Compared with the morning session, blue-chip improvements were not evident. In VN30, 15 stocks rose versus 12 that fell. VIC dropped 1.36% and closed below the reference by 0.68%, pulling the VN-Index away from an important momentum. Oil-related stocks also weakened, with GAS down 1.3% and PLX down 1.7%.
Foreign investors switched to net buying in the afternoon. Net purchases increased by 75% versus the morning session to +278.1 billion VND, after being net sellers of 487.4 billion VND earlier. This additional buying helped reduce the scale of selling after two days of net buying totaling around 2.2 trillion VND on HoSE.
Notable foreign sell-offs included FPT (-125.6 bn), VHM (-97.5 bn), TMS (-92.5 bn), BSR (-85.3 bn), HPG (-78.5 bn), PLX (-76.2 bn) and SSI (-71.9 bn). On the buy side, foreigners added to positions in MWG (+244.9 bn), VNM (+98.9 bn), VCI (+65.1 bn), DPM (+55.3 bn) and DGC (+51 bn).
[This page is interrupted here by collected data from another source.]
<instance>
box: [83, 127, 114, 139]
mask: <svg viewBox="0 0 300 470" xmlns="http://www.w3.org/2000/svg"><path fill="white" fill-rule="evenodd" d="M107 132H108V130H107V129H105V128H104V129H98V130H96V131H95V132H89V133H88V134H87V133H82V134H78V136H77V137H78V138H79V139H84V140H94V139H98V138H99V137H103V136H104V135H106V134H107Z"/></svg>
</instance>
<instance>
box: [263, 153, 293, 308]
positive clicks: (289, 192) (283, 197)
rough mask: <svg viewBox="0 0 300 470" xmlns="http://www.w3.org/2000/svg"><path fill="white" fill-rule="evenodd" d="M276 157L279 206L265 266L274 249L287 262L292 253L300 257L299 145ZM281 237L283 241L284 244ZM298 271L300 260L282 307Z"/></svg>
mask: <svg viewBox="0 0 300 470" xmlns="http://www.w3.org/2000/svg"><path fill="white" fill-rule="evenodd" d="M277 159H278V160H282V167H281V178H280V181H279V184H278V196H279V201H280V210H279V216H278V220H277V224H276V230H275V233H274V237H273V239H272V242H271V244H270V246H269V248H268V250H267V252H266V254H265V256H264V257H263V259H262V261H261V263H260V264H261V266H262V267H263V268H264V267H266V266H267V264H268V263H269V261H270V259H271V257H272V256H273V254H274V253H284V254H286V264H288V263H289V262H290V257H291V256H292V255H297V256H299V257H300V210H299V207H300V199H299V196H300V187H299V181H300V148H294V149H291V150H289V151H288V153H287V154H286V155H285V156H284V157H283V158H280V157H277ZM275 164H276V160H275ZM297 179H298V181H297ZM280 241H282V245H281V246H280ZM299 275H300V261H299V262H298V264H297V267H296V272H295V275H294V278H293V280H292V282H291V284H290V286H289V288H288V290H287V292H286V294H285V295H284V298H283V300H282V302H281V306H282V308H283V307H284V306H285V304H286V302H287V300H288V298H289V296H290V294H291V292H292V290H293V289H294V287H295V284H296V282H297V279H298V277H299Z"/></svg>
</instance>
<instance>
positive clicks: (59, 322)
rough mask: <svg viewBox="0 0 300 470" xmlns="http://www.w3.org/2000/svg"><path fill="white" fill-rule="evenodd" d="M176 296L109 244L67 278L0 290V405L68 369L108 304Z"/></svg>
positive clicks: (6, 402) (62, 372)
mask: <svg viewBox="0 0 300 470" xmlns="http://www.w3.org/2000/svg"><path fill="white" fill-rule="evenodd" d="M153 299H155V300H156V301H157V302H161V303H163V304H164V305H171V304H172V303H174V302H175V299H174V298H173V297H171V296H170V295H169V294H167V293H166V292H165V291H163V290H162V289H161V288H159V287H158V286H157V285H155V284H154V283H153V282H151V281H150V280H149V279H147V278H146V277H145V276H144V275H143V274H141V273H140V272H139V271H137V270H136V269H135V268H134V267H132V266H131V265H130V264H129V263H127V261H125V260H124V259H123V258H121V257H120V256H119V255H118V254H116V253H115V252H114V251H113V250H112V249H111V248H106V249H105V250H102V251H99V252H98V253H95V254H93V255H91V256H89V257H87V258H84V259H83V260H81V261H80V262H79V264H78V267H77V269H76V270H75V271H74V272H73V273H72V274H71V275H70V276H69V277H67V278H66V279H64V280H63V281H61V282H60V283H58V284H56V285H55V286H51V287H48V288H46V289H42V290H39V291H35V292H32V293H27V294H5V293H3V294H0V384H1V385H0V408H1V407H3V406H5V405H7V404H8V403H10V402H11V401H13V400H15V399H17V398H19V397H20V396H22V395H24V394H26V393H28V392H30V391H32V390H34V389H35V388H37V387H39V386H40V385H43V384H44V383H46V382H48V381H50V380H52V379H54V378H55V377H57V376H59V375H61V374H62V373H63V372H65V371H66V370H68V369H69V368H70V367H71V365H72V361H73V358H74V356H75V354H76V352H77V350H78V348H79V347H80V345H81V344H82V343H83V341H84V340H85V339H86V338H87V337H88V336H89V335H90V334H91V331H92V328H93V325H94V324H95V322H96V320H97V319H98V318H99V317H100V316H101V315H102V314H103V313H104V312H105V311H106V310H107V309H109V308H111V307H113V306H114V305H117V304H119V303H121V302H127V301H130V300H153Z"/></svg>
Today’s VN-Index decline was less significant than the number of stocks experiencing deep losses. Market breadth suggested profit-taking was common and aligned with the market’s expected scenario. Investors who bought the dip and booked favorable gains may consider taking some profits, which is described as normal.
From a liquidity perspective, HoSE’s afternoon liquidity fell 6.2%, the lowest level in 13 sessions, indicating a lack of heavy short-term selling pressure.